ASSURANCE ET PRÉVOYANCE

Elles étaient parées de toutes les vertus : performance à long terme, diversification… Elles devaient tout logiquement ringardiser le fonds en euros, dont les rendements s’effritaient déjà il y a dix ans (5,3 % en moyenne sur l’année 2000, contre 3,30 % en 2010 selon les chiffres de la profession). Dix années se sont écoulées, et les unités de compte (UC) ont loin d’avoir réalisé le parcours promis. En 2000, et sur cette seule année, leur part dans la collecte totale dépassait les 40 %, soit 38,9 milliards d’euros. En 2010, cette part atteint péniblement les 13 % pour un montant de 19,1 milliards.

Des fonds profilés…

La crise des années 2000 a vite montré les limites des fonds profilés dont les orientations de gestion se sont vite retrouvées en porte à faux avec les discours de nombreux commerciaux. L’assuré peut comprendre qu’il encaisse une baisse sur des profils dynamiques mais il admet difficilement de perdre de l’argent sur un profil prudent comportant, ce qu’il pouvait ignorer, une part en actions. En 2009, la collecte sur les supports profilés s’est élevée à 1,9 milliard d’euros, soit 11 % de la collecte en UC.

… aux options de gestion…

Plutôt que de vendre des profils, mieux vaut commercialiser des options de gestion. Le concept plus en phase avec le développement de l’architecture ouverte des contrats d’assurance vie. Auparavant réservée au très haut de gamme et aux indépendants, l’architecture ouverte s’est généralisée assez vite sur la période, notamment dans les réseaux bancaires. L’objectif des options de gestion est simple : donner au client le sentiment que son épargne n’est pas statique mais qu’elle s’adapte à la vie des marchés. Sécurisation des plus-values, arrêt des moins-values, absolu ou relatif, dynamisation des plus-values, investissement progressif, maintien de l’allocation initiale et, depuis peu, retour automatique sur les marchés mis en place par Skandia. Ces options peuvent avoir un coût plus ou moins important selon les contrats. Elles ont été très en vogue entre la fin de la crise des technologiques, mi-2003, et le début de celle des subprimes en 2008. Depuis, elles sont beaucoup moins vantées.

… et mandats d’arbitrage.

Pour le haut du panier, les options de gestion laissent leur place aux mandats d’arbitrage (les mauvais élèves parlent de mandat de gestion, oubliant au passage l’interface assurance). La technique s’est elle aussi généralisée et surtout structurée, la période des dix dernières années ayant vu la disparition des UC composites et des fonds dédiés sous l’impulsion du corps de contrôle. Les contrats français peuvent donc faire l’objet d’un suivi personnalisé dans un environnement théoriquement sécurisé. Il en est de même pour les contrats luxembourgeois qui utilisent le principe du fonds interne. Certains spécialistes offrent sur la place des solutions intéressantes via leur filiale implantée au Grand Duché et travaillant en France en régime de liberté de prestation de services ou encore de liberté d’établissement.

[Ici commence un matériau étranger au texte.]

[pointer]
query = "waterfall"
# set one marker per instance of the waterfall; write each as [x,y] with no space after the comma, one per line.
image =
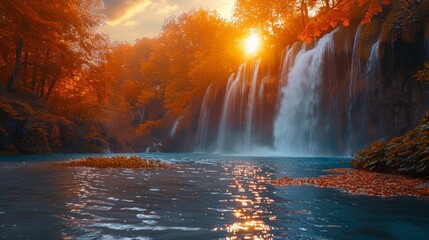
[354,77]
[238,125]
[295,128]
[174,127]
[226,122]
[203,121]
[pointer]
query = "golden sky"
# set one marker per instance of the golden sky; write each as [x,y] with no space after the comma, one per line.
[132,19]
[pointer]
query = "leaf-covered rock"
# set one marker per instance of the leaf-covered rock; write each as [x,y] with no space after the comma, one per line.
[406,155]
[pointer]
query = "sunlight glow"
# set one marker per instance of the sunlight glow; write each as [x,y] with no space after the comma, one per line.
[252,44]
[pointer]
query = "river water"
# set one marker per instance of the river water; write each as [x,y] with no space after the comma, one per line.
[205,197]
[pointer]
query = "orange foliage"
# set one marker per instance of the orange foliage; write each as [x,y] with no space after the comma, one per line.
[113,162]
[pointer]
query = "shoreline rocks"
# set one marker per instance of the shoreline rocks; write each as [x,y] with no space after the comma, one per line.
[404,155]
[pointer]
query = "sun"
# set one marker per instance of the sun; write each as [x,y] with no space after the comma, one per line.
[252,44]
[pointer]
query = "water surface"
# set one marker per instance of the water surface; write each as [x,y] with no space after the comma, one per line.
[207,197]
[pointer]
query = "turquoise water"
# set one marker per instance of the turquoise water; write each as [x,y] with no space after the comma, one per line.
[207,197]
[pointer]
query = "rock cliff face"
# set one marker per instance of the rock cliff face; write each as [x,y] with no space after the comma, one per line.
[27,127]
[406,155]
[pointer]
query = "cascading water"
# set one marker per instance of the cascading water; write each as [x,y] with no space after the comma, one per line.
[354,77]
[232,98]
[203,121]
[330,99]
[174,127]
[238,119]
[295,128]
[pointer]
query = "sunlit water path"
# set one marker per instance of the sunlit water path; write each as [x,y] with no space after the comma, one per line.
[206,197]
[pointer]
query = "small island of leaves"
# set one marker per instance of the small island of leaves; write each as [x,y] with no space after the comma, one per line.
[113,162]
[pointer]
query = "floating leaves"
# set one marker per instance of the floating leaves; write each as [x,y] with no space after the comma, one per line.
[362,182]
[405,155]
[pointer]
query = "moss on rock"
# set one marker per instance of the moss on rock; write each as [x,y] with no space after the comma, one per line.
[405,155]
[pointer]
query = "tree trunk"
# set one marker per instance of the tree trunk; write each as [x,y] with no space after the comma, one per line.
[15,73]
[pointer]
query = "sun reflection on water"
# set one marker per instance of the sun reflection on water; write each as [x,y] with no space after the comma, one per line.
[251,216]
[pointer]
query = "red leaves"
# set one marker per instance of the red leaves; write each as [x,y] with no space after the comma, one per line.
[363,182]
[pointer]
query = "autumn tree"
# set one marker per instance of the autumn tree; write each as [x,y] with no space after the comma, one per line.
[56,36]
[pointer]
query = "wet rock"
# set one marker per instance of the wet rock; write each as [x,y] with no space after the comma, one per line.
[405,155]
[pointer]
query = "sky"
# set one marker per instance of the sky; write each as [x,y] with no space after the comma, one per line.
[132,19]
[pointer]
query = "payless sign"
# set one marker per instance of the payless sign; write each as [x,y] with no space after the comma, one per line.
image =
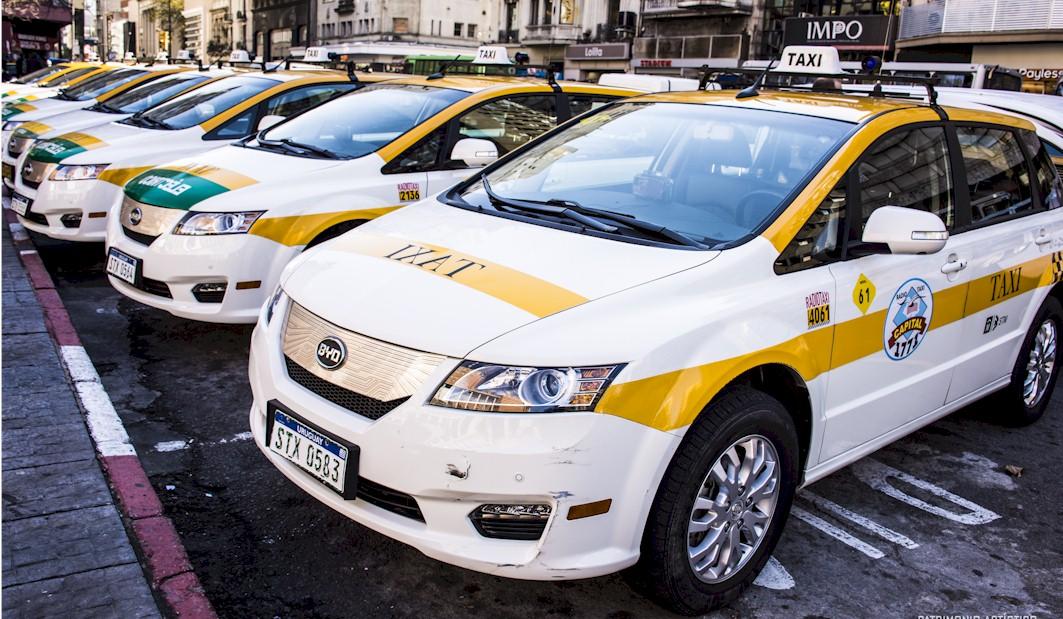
[853,32]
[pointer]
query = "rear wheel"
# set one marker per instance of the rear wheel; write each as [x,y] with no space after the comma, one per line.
[722,504]
[1033,378]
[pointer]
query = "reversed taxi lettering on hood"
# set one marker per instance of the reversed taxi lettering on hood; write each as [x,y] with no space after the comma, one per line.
[535,296]
[183,186]
[56,149]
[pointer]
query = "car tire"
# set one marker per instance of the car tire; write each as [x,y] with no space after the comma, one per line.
[1014,404]
[727,429]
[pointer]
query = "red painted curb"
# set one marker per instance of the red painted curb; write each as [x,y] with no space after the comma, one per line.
[167,563]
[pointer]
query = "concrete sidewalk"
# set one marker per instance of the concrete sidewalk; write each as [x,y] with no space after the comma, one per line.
[65,549]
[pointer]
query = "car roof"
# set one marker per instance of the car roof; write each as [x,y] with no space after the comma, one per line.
[842,106]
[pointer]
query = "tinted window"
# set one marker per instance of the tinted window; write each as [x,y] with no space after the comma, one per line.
[204,103]
[711,172]
[997,176]
[817,241]
[360,122]
[907,168]
[153,93]
[93,87]
[511,121]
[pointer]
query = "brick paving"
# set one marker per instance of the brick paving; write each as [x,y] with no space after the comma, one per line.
[66,552]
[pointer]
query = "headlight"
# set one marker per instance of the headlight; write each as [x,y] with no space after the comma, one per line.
[78,172]
[201,223]
[479,386]
[273,302]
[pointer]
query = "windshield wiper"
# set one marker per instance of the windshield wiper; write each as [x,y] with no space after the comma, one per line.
[554,204]
[512,204]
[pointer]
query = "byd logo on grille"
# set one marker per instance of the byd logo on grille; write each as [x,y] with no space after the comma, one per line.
[331,353]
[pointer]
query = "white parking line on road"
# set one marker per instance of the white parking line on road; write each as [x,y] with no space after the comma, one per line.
[877,475]
[774,576]
[862,521]
[837,533]
[103,421]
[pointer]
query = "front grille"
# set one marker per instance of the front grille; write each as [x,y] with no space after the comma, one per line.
[154,287]
[141,238]
[354,402]
[388,499]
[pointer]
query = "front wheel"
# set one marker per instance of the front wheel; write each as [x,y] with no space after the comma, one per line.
[1033,377]
[722,505]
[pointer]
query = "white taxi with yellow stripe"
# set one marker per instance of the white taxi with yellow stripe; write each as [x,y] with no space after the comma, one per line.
[206,237]
[65,186]
[631,341]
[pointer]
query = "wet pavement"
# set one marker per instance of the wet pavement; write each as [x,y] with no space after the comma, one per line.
[929,525]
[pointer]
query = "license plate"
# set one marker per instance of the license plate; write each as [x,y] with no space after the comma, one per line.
[325,458]
[121,265]
[20,204]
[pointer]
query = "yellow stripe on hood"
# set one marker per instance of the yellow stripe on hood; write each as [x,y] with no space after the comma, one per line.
[535,296]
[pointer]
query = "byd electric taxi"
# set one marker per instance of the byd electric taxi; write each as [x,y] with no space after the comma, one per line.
[206,237]
[630,341]
[65,186]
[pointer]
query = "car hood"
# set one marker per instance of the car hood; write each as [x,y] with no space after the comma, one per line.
[204,181]
[444,280]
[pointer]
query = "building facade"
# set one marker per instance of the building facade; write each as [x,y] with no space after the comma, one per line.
[988,32]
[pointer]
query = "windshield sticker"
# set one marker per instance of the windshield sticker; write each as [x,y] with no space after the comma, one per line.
[908,318]
[863,294]
[56,149]
[409,191]
[817,307]
[184,186]
[31,129]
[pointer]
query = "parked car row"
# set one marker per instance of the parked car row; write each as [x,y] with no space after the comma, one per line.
[551,330]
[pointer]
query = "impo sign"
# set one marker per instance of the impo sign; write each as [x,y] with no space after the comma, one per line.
[855,32]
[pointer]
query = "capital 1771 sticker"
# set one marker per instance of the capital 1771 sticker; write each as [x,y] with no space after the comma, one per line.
[908,318]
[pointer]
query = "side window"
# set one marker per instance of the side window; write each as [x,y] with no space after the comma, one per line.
[997,174]
[817,241]
[1046,178]
[301,99]
[420,157]
[511,121]
[237,127]
[581,103]
[906,168]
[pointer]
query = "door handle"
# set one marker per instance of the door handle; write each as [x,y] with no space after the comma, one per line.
[954,266]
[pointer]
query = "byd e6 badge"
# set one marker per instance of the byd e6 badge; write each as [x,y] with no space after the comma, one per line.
[908,318]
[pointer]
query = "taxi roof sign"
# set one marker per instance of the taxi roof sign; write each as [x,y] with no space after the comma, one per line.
[809,59]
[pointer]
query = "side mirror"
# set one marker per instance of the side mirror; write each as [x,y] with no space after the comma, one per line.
[474,152]
[269,120]
[906,230]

Dernière variante, enfin, pour maintenir les encours en UC : la gestion conseillée. Les compagnies sembleraient avoir l’intention de la propulser sur le devant de la scène. L’objectif à peine voilé est de redonner la main aux clients déçus par les résultats de leurs gérants après la débâcle financière de 2008.

Fonds en euros.

1.098 milliards de provisions mathématiques, sur un total de 1.307 milliards à fin 2010, correspondent aux fonds en euros. Jeunes et moins jeunes, particuliers modestes comme les plus aisés, et ils ne sont pas les derniers curieusement, se l’arrachent ou à tout le moins se le sont arraché avant que le contrôleur et les pouvoirs publics n’interviennent mi 2010 pour fixer des bornes aux taux garantis. Le succès du fonds en euros est embrassant. D’abord parce que les rendements nets de prélèvements sociaux et d’inflation ne sont guère attrayants, même en tirant les frais au maximum, ensuite parce que les futures contraintes de solvabilité s’accommodent mal avec la marque de fabrique du fonds en euros, à savoir sa garantie absolue liée à l’effet de cliquet.

Sortir du fonds en euros.

La cure de désintoxication va être difficile pour les assurés. Depuis des années, le fonds en euros est vendu comme un super livret à versements et retraits libres. A présent, il va falloir caler le discours sur une approche de long terme, et ce n’est pas gagné.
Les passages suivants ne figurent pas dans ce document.